How can I efficiently view/validate/delete 1M+ files from data recovery?

Question

I recovered a few TB of data, yielding over a million files. Much of what was recovered is trash, but a small percentage are very valuable files that are buried in the mess. Question: How can I cull the recovery results to a manageable "signal to noise" ratio to facilitate evaluating individual files?

Background

I used Foremost, Testdisk, dd, and Photorec to recover the data. Foremost and the like pull backup data by filetype. What you end up with is millions of files sorted by type in a subdirectory. For example, I open one directory and I'm faced with 250,000 JPEGs.

To complicate matters, these programs get some things wrong. For example, I set it to recognize CSS files by looking for the code snippets #* {, .* {, #*{, and .*{, but there WILL inevitably be some false positives for so simple of a filter.

The logical (methodical) approach to look at this by filetype. For example, I have to assess each file identified as "css" to see if it even is CSS; 99.9% are NOT.

I am trying to make the task more manageable by culling files that can be identified as deletable (i.e., valueless, corrupt, unusable/unrecoverable), ideally by automated means or at least in bulk.

File Characteristics

Here's an estimate of the numbers of files:

type,   sizeG,   approx % corrupt,   approx % I may end up needing  
jpg     10G        ~25% corrupt        ~0.0025% keep
js      13G        ~0% corrupt         ~0.025% keep
less     1G        ~0% corrupt         ~0.001% keep
mov     21G        ~0% corrupt         ~50% keep
mp3     13G       ~50% corrupt          ~2% keep 
mp4    1.5G       ~50% corrupt         ~25% keep 
pdf     11G       ~20% corrupt         ~0.125 keep 
    (The PDF files are picture albums; each one is a collection of dozens of
    important pics. Examining them is hard and time-consuming to do manually.)
wma    2.7G       ~90% corrupt         ~0.01% keep
zip     2G

Here are some of the procedures I'm using now

JPG

Using Windows, I can open the folder, view thumbnails, and ones that aren't visible won't load.¹ I can shift-click them and delete. Unfortunately, it's a 35G directory of 320,000 .jpg files, with no organization.
__________
¹ It would be more accurate to say that there is a high correlation between intact files and those that will display a recognizable thumbnail.

PDF

Using Windows, I right-click on about 1,000 files, then click open, wait 5 minutes, then do some operations on the first one to combine all open files into a single file, which takes about 10 minutes, then bulk close the 1,000 files. Then open that super-large file and scroll, searching for real images. I highlight ~100 at a time individually, then extract them to a new file for archiving, and finally, delete that large file.

mp3, mp4, wma

Using Windows, I can't use Winamp for this one because one corrupt file kills Winamp every time. So I use VLC, put them in a long playlist, and listen. The bad files are skipped immediately, but it still takes a very long time.

zip

Using Windows, I think I have zip down. I select all zip files, right-click, WinRAR extract, or extract each as a separate archive. But clicking into each directory afterwards is a big job.

js, css, less

Using Windows, these are fairly easy to view quickly. I open the parent directory in Explorer, turn on file preview, select the first item, then use the arrow, delete, and enter keys on the keyboard. Still, there are 20,000 files.

Objective

I would like to know what methods can be used that are more efficient than this for sorting/filtering the aftermath of my data recovery so I can expedite this. Linux suggestions are VERY WELCOME. Even as a first step, it would help if I could identify corrupt files on the entire archive and delete those first, and then the 0 bytes files.

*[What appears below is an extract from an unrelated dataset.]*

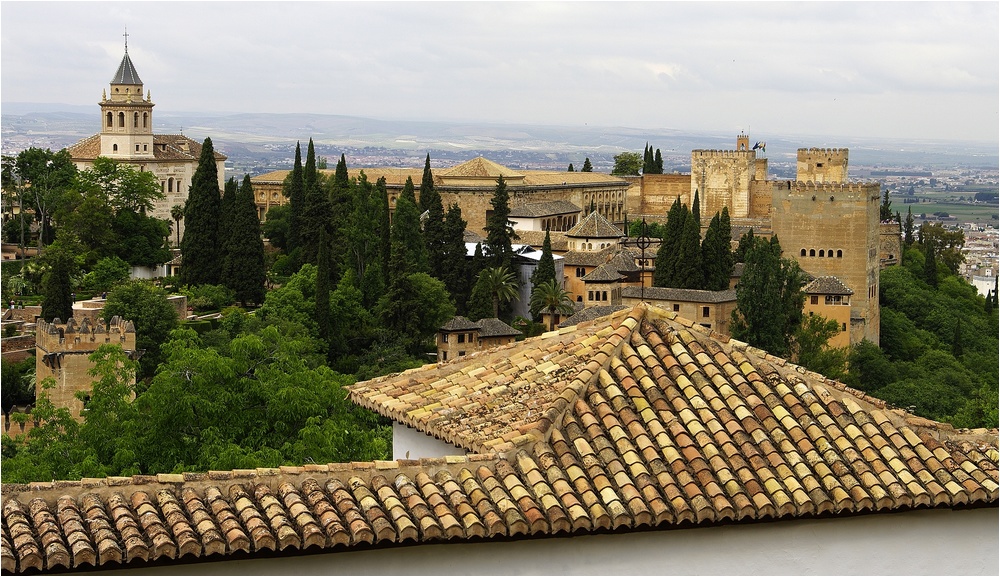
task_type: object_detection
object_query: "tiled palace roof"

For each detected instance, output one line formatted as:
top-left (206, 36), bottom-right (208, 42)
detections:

Be careful. Just because a preview program cannot open a file it doesn't mean it's wholly corrupt. It might just be a small portion, or it might be as something as simple as the wrong extension (file type) was applied to the recovered file. For data you don't care about that much it shouldn't be an issue, for for files you suspect are very important I'd double check them using other software (e.g. the proper programs for opening them or conversion utilities). — Gene, Commented Aug 15, 2015 at 22:17
Brian, I fixed the closure issue with the software rec. You might attract more readers if you shorten the question by trimming the commentary to focus on the technical task. You're not the first person to face this kind of problem so I would think your question would have broad appeal. People will answer if they have something to offer. Recognize, though, there may not be a lot of good solutions. — fixer1234, Commented Aug 18, 2015 at 16:10
@BrianThomas, No, requests for software recommendations are off-topic here. However they're exactly what the Stack Exchange Software Recommendations site is looking for. — I say Reinstate Monica, Commented Aug 20, 2015 at 1:58
@i-say-reinstate-monica are you saying that my post is about asking for software recommendations? im a bit confused by fixer1234 opening sentence there, and your entire comment. I really dont understand what your talking about. — Brian Thomas, Commented Mar 3, 2021 at 20:04

fixer1234 · Accepted Answer · 2015-08-21 06:45:36Z

I won't rehash what Scott has covered, and his discussion about potentially recovering corrupted files (or portions of them) is an area to explore. One point I'll add: some document formats will look like mostly garbage if you examine the raw file. However, the text content is often in large, recognizable chunks. Even if the file has been corrupted or parts are missing, you may be able to manually extract much of the text. But as Scott notes in a comment, this would be for salvaging specific content you've identified as valuable; it wouldn't be part of an automated process to deal with the files in bulk.

Strategy

A task of this scope will take forever, and you are likely to run out of steam before you finish. You want to get the most value that you can for your efforts. Let me suggest an approach. A caveat, though. I'm not aware of any off-the-shelf, automated solution. You may be able to help here or there with things like scripts, but this will be largely a manual process. The key is to make that process as efficient as you can.

Prioritize. Invest your time where you are likely to get the most benefit. This means adhering to a good process rather than doing things with random files. It also means deciding to not do anything with low-potential files, at least until you have finished with the high-potential files.
Make your time count. There's an old concept of time management: if you handle something, do something with it. Decide whether you can quickly finalize it. If so, do it. If not, prioritize it for later completion or discard it. But don't spend time on a file and then just throw it back in the pot.
Create organization. Part of the process will be looking at files and putting them into specific directories for later processing. Don't be afraid to create a lot of directories. Use them as a way to retain information you've learned about the files, to group them by potential, etc. Look for ways to quickly identify actionable information about the files and move them into directories to aggregate them for later processing. This will create pools of files to work on and leave behind files that will take more work.
Use the organization. Handle similar files in batches rather than processing a mix of different kinds of files with different needs. The repetition and similarity will make you more efficient at it.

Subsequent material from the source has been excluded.